Amazon finally has an answer as to what led to the huge S3 outage that brought about a third of the internet down – human error. In fact, the entire episode can well be described as a freak incident.
For something as trivial as entering the wrong input to a programming command led to the shutting down of more servers than anticipated.
Elaborating further, Amazon said an authorized engineer was working to remove a few servers to sort out some issues with the S3 billing system. However, while the engineer was following laid down procedures to accomplish his task, trouble started when he entered the wrong input to a command. That blacked out more servers than intended and the process kick-started a domino effect.
Amazon, however, hasn’t stated if the act was purely accidental or there was more to it. The fate of the engineer too is unknown as of now.

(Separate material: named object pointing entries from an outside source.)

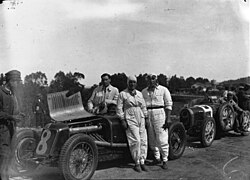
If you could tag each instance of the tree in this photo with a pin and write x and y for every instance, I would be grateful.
(37, 78)
(67, 81)
(190, 81)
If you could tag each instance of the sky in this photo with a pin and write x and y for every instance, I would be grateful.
(208, 38)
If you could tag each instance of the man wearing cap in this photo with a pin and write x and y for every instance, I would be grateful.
(159, 104)
(8, 116)
(237, 109)
(103, 96)
(131, 109)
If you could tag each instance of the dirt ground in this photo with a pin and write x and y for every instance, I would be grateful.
(227, 158)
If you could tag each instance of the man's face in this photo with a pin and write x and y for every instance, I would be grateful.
(106, 81)
(229, 97)
(152, 81)
(14, 84)
(132, 85)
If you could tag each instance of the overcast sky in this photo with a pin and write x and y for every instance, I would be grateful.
(199, 38)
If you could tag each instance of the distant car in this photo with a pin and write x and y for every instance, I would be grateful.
(208, 119)
(73, 140)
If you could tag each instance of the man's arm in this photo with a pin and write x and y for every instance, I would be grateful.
(90, 101)
(168, 103)
(114, 97)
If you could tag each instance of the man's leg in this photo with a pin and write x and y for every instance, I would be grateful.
(152, 137)
(162, 137)
(133, 137)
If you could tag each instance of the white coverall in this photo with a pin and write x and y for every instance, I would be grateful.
(133, 110)
(159, 99)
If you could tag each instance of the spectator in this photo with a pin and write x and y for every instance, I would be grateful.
(103, 97)
(243, 99)
(9, 114)
(39, 111)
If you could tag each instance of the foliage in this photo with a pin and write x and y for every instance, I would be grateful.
(36, 83)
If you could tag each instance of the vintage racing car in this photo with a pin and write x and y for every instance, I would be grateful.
(209, 118)
(72, 141)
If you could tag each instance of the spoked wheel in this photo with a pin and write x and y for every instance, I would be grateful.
(226, 117)
(245, 126)
(24, 145)
(177, 140)
(208, 132)
(78, 158)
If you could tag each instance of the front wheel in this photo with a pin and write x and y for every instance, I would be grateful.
(24, 145)
(78, 158)
(208, 131)
(177, 140)
(245, 125)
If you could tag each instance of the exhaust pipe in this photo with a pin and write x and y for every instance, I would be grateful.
(85, 129)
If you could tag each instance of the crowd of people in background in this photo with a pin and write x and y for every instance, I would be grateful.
(144, 115)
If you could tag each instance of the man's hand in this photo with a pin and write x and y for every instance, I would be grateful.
(124, 124)
(19, 117)
(167, 124)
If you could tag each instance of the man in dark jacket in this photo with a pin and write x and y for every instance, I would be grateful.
(8, 116)
(39, 110)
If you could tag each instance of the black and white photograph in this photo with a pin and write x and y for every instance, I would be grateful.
(124, 89)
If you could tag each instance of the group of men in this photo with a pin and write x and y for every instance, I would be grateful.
(145, 116)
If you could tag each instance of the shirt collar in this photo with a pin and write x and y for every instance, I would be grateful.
(156, 87)
(107, 88)
(6, 90)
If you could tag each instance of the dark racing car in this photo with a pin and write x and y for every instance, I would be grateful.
(74, 138)
(209, 118)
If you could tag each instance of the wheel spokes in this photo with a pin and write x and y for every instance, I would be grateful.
(81, 160)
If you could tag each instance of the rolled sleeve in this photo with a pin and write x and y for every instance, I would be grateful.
(167, 99)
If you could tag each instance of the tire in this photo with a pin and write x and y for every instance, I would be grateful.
(245, 123)
(177, 140)
(77, 148)
(208, 131)
(226, 117)
(24, 146)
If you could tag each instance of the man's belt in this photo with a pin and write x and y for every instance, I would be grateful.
(155, 107)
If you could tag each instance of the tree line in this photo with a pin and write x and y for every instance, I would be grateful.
(37, 83)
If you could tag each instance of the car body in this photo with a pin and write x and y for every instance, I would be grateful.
(75, 137)
(207, 118)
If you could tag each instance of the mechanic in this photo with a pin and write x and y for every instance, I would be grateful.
(39, 111)
(236, 108)
(131, 109)
(159, 104)
(242, 98)
(103, 97)
(9, 114)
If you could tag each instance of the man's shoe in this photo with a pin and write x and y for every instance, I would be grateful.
(164, 166)
(144, 167)
(137, 168)
(156, 161)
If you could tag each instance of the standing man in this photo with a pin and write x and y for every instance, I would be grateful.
(8, 117)
(103, 96)
(39, 110)
(131, 109)
(159, 104)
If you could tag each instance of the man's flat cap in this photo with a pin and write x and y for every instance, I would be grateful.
(14, 75)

Meanwhile, there were more servers that were rendered inaccessible for four hours at least. With such huge portions removed, the system required to be restarted again for them to be brought back to life. This again turned out to be more time consuming then ever as many of those systems hadn’t had a restart for several years now.

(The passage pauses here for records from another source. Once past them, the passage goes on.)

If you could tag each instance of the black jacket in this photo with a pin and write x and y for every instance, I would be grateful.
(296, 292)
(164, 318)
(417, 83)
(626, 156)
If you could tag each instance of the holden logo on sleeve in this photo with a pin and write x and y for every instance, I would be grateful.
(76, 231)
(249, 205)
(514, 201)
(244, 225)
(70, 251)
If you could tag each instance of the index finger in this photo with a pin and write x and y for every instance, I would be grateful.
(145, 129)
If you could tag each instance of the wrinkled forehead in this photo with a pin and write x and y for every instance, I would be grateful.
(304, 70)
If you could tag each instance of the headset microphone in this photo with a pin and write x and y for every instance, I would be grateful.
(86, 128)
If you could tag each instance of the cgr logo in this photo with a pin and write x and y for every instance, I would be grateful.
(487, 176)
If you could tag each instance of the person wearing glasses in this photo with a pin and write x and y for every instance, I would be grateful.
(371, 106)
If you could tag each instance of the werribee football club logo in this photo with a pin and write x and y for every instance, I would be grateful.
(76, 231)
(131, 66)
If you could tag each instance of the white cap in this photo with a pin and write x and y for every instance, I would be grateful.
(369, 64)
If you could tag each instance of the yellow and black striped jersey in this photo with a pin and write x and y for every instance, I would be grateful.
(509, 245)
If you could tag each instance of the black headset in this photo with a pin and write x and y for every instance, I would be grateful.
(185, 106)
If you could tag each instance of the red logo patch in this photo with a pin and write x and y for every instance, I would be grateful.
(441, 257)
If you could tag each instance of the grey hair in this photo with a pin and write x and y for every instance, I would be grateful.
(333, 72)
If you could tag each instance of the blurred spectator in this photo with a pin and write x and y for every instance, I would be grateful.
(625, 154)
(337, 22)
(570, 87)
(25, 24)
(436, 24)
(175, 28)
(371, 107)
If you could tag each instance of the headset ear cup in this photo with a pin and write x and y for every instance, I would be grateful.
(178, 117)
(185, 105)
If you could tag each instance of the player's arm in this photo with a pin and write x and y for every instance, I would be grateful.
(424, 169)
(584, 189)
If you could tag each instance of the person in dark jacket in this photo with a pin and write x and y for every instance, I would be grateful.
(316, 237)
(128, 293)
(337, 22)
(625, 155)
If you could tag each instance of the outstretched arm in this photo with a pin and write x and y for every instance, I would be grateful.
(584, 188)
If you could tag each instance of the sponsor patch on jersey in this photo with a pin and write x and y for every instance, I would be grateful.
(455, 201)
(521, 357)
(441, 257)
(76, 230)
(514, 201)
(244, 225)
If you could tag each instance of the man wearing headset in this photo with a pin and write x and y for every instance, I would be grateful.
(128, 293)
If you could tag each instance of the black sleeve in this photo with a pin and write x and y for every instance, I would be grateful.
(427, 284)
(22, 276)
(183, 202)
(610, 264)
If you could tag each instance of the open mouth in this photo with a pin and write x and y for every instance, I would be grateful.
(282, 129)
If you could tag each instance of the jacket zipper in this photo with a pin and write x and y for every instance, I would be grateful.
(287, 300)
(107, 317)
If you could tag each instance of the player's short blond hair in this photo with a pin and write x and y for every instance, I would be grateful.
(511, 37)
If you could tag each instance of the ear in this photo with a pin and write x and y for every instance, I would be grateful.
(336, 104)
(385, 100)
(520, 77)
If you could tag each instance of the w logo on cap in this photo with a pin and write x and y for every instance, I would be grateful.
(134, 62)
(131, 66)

Further, while the systems were being restarted, the S3 was in no position to reply to any requests, something that continued for well around 4 hours. Naturally, all AWS services that had their data stored in S3 were also adversely affected.
Now with systems restored, Amazon stated they have learned their lessons and has committed to install enough safeguard to ensure anything of this scale does not get repeated. One of these includes modification of a tool that will make it impossible to delete more than a set number of servers.
Changes are also being introduced to the Amazon service health dashboard which itself got knocked out for several hours during the incident. Similarly, Amazon pledged they will introduce a measure that will speed up the recovery process in the event of an outage by ensuring speedy restarts.